Puerto del Sol, Summer 1998
In the first part of the book, entitled Libra, Friman illustrates, among other elements, the balance between mythology and modern day images, dark and light, and love and separation. Friman's imagery is a complex marriage of words. The images intensify within each stanza. Each word is an image that fits neatly into the next phrase constructing a certain mood.
In Friman's collection, her major strengths fall in the pleasing arms of her incremental imagery. Strong multivalent imagery that appeals to the reader's pathos is also mixed with humor in this poetic vat to create works that are simultaneously funny and serious. There is verse that touches the commonly suffered paranoia presented in our culture. Friman's poetry becomes a commentary of fears shared in our time.

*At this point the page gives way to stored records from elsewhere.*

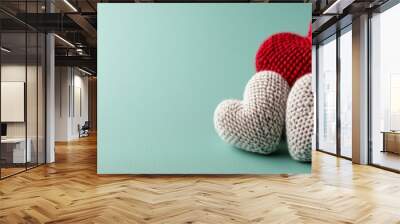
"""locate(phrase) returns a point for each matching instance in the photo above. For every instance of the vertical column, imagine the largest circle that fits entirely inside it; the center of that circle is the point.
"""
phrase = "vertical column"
(360, 90)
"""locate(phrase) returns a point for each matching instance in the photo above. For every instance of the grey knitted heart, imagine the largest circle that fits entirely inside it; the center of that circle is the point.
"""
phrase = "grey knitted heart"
(300, 119)
(256, 123)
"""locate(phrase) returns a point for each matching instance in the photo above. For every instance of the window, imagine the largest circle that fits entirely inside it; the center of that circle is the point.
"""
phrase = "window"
(346, 92)
(327, 96)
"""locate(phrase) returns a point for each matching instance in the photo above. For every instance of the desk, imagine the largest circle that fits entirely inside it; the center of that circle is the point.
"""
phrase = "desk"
(391, 141)
(13, 150)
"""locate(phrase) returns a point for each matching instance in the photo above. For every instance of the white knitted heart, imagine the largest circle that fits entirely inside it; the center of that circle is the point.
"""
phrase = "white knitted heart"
(256, 123)
(300, 119)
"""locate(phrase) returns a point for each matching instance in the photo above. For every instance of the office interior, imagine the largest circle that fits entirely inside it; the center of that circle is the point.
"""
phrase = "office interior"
(340, 87)
(48, 71)
(48, 95)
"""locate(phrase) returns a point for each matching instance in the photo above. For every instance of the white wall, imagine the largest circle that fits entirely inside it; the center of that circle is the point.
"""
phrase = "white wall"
(70, 83)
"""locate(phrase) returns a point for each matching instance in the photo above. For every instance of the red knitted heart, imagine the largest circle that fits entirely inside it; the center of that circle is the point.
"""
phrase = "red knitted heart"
(287, 54)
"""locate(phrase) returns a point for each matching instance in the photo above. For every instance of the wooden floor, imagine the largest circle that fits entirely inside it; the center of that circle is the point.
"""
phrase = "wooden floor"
(69, 191)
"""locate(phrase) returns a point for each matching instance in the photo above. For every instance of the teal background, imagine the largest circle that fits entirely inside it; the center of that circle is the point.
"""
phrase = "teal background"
(163, 69)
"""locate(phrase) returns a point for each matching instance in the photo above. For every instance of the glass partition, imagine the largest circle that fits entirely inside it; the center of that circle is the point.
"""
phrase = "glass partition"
(22, 101)
(14, 153)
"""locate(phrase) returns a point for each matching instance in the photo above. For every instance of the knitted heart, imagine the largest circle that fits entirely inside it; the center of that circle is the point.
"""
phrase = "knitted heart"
(287, 54)
(256, 123)
(299, 119)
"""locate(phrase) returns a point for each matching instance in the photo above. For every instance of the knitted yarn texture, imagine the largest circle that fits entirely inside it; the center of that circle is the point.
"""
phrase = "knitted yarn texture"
(256, 123)
(300, 119)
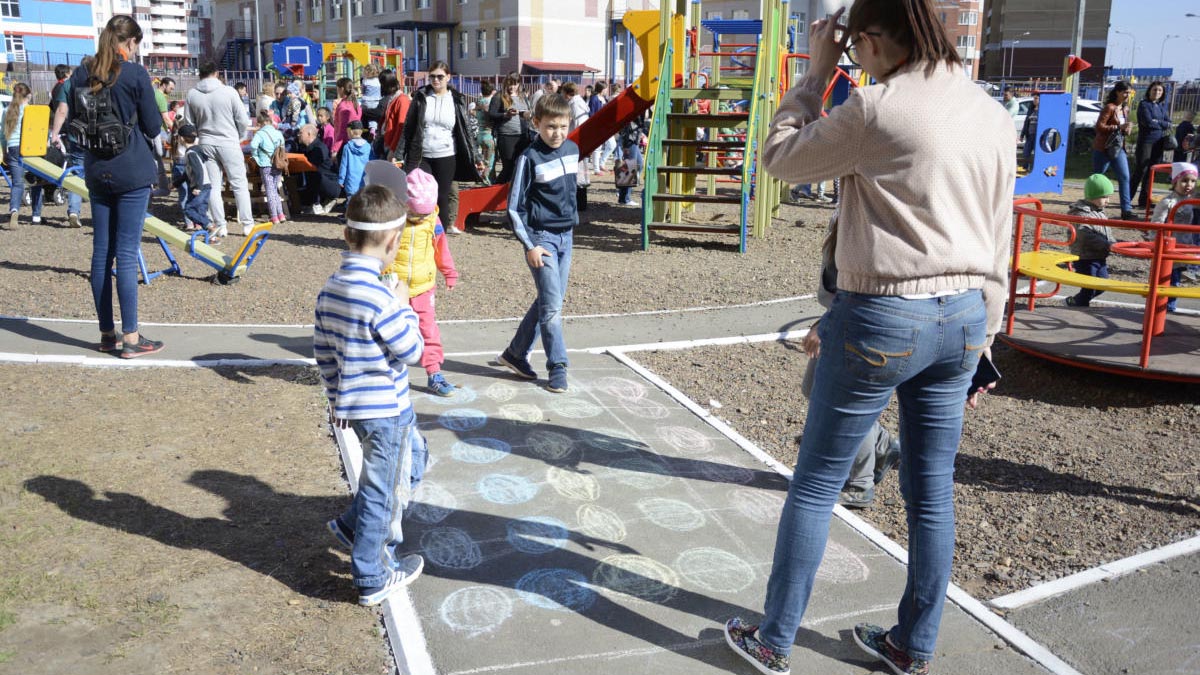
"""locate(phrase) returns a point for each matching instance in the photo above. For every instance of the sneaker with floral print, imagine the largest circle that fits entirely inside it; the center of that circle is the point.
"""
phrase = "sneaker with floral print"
(875, 641)
(744, 640)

This collection clearly shows Alice Friman's well-developed craft. It demonstrates a wide scope of style and subject matter. The authentic conversation and presence of the concrete image both ordinary and celestial add to Friman's art.
Indiana Review, Fall 1997
In a poem on the death of a friend's daughter, Alice Friman observes "how each heart-cracked moment/ arrives with its attendant image" ("Rachel Valentine"). The fifty-one poems of Inverted Fire collect as many such moments, the attendant images arriving in language as carefully exact as it is reluctant to insist or declaim. And at the heart of each poem lies what poetry always discovers when its attempts to speak the unsayable succeed: enigma always and everywhere. We are, these poems suggest, puzzles inhabiting and surrounded by mysteries. None of which, finally, can be explained but can be observed, wondered about, delineated, reported. It is not death [she says] but "life that is uncomfortable,/ sets the heart to ache, makes us,/ like a ten-month pregnancy,/ strain the confines of even good intentions" ("Flight to Australia"). But what these poems asseverate is that life is larger than these particulars, and that what it means and why it matters depend upon us.